ATLANTA - It was muggy at SunTrust Park tonight, no question about that. Muggy enough to cause Max Scherzer to sweat straight through his jersey and cap in only two innings? Yes.
Still, the way he labored and looked as exhausted as he's ever going to look on a baseball diamond, it seemed fair to wonder if Scherzer was dealing with something else, if he simply wasn't feeling as well as he needed to feel to pitch in a big league game on a muggy Friday night.
"Just the conditions," Scherzer insisted after a four-inning start in which he allowed six runs and threw a staggering 102 pitches, perhaps dealing a serious blow to his chances for a fourth Cy Young Award.
Thanks to their relentless offensive attack against Scherzer, the Braves were able to open up an early lead on the Nationals and walk away with a 10-5 victory to move one step closer to a surprise National League East title.
The loss leaves the Nats a season-high 9 1/2 games back in the division with only 14 left to play. With two more games to play against the NL East leaders this weekend, they could leave town on the brink of elimination.
In a star-studded series opener that also featured plenty of highlights from Rookie of the Year candidates Juan Soto (homer, walk) and Ronald Acuña Jr. (four hits, including a triple and a double), it was the Cy Young contender who didn't help his cause.
Every pitcher is going to have to battle through some high-stress innings in every start, but Scherzer was in high-stress mode basically the entire time he was on the mound tonight. Acuña led off the bottom of the first with a double to right-center, and so Scherzer had to retire three straight batters with a runner in scoring position to escape the jam.
Turns out that was the only jam he escaped. Scherzer had a chance to get out of the second inning unscathed, but when he walked opposing pitcher Kevin Gausman with two outs, he left the bases loaded for Acuña. His cap soaked all the way through and dripping with sweat, Scherzer got the count full against the rookie sensation but then watched as Acuña blooped a 3-2 slider into shallow right field for a two-run single. (Moments later, he went to the dugout and swapped out his cap for a dry one.)
"I just didn't change my hat between the innings, something that I should've done," he said. "I know the type of game I was in. I just forgot to change my hat in between innings."
Scherzer, who also changed jerseys between innings, again was one pitch away from escaping a jam in the third but proceeded to surrender a two-out, two-run single to Tyler Flowers off a diving Anthony Rendon's glove at third base.
And when Acuña tripled with one out in the fourth - leaving him a home run shy of the cycle before the game was halfway complete - Scherzer yet again found himself trying to get out of a troublesome situation. He wound up allowing two more runs (via Freddie Freeman's sacrifice fly and Nick Markakis' two-out RBI single) but he might have prevented the second run from scoring had Bryce Harper not tried to throw all the way to the plate on the sac fly, allowing the trailing runner to take second base (and ultimately score on the Markakis single).

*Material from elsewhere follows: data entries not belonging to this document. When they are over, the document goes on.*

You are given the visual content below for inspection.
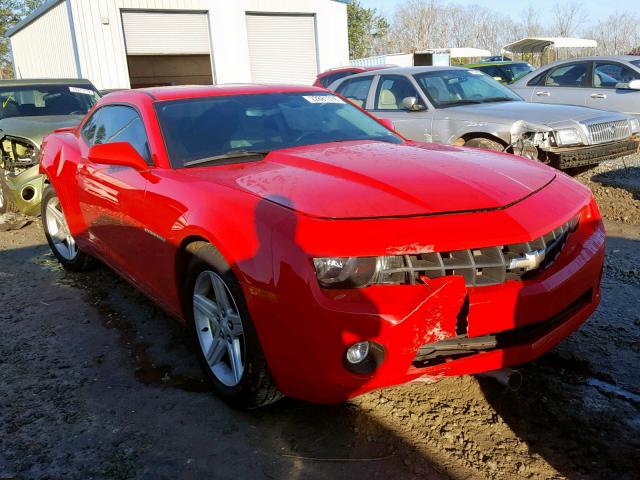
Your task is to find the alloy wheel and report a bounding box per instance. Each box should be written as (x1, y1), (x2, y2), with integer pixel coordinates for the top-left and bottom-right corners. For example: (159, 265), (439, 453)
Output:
(44, 197), (78, 261)
(193, 270), (246, 387)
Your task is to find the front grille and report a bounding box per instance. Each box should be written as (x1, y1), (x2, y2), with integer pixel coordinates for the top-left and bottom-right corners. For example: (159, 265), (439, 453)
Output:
(387, 217), (578, 287)
(587, 120), (631, 145)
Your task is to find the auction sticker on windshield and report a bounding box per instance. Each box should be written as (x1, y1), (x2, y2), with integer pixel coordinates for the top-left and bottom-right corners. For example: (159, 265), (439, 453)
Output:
(302, 95), (344, 103)
(69, 87), (95, 95)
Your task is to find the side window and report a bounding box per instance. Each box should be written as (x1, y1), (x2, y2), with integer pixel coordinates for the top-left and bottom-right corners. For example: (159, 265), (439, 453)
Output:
(375, 75), (420, 110)
(527, 70), (549, 87)
(82, 105), (152, 165)
(544, 62), (589, 87)
(336, 77), (373, 108)
(593, 62), (640, 88)
(320, 72), (354, 88)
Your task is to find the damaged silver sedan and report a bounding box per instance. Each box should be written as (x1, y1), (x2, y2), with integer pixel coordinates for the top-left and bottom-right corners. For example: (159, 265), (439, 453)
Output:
(329, 67), (640, 170)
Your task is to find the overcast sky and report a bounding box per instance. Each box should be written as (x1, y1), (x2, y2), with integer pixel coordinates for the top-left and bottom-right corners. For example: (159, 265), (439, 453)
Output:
(360, 0), (639, 28)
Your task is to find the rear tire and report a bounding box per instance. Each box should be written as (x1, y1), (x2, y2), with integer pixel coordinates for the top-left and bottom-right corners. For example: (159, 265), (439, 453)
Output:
(40, 185), (97, 272)
(464, 137), (504, 152)
(183, 242), (283, 409)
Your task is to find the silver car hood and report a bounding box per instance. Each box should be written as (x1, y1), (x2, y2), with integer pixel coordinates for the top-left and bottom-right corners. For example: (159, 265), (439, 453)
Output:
(440, 101), (627, 127)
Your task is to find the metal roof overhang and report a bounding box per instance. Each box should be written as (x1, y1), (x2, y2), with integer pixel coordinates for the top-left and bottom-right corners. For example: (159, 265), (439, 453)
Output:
(502, 37), (598, 53)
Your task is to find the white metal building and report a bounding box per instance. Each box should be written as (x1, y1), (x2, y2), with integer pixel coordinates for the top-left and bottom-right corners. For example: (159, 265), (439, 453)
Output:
(7, 0), (349, 89)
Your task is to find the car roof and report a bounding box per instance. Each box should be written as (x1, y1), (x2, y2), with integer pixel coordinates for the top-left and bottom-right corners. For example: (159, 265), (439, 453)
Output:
(109, 84), (324, 101)
(541, 55), (640, 68)
(0, 78), (95, 88)
(336, 66), (468, 82)
(461, 60), (529, 68)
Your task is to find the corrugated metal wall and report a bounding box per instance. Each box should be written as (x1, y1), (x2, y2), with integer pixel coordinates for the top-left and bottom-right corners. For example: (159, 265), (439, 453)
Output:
(70, 0), (210, 88)
(12, 0), (348, 89)
(11, 2), (78, 78)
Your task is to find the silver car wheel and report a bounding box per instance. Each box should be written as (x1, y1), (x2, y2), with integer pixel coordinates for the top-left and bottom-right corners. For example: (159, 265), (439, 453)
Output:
(193, 270), (246, 387)
(44, 197), (78, 261)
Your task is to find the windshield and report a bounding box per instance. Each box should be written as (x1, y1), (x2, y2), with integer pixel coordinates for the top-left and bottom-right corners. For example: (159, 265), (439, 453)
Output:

His pitch count already at 102 after four innings, Scherzer's night was over. Of the 23 batters he faced, 13 stepped to the plate with at least one runner in scoring position. It was perhaps as high-stress a start as Scherzer has had since joining the Nationals.
"Mentally, I could execute those pitches," he said. "I just couldn't get into a rhythm where I knew where those balls were actually going to end up. I couldn't control my misses. It's not even so much that the runners in scoring position were a factor. It's just I was pitching out of the stretch so much. I never found a rhythm out of the windup to be able to take it to the stretch to be able to execute clean innings."
Scherzer's teammates did do their part to try to get him off the hook for the loss. They scored twice in the second and twice more in the fourth off Gausman, getting production from the bottom half of the lineup.
Matt Wieters and Wilmer Difo each drove in runs in the top of the second via productive outs. Then Soto made his biggest statement of the night in his rookie battle with Acuna, leading off the fourth with a homer to left-center. It was Soto's 20th home run of the season, and it leaves him only two shy of Harper and four shy of Tony Conigliaro on the list of all-time homers by a teenager.
"When the season start, I say: 'God, please I want 15 homers,' " Soto said. "Now I have 20. That feels pretty good."
Difo's double off the right-center field wall later in the inning brought home another run and briefly left the game tied 4-4, but Scherzer couldn't keep it tied for long. And the Nationals bullpen couldn't keep it close. That group have up four tack-on runs, three of them coming in the bottom of the eighth to put the game out of reach.
At the end of the night, though, it was tough not to focus primarily on the man who started the game. He's arguably the best pitcher in the majors, but he didn't look it tonight.
"Let it go," manager Davey Martinez said. "Max could be out there in five days and do his thing again, I'm sure."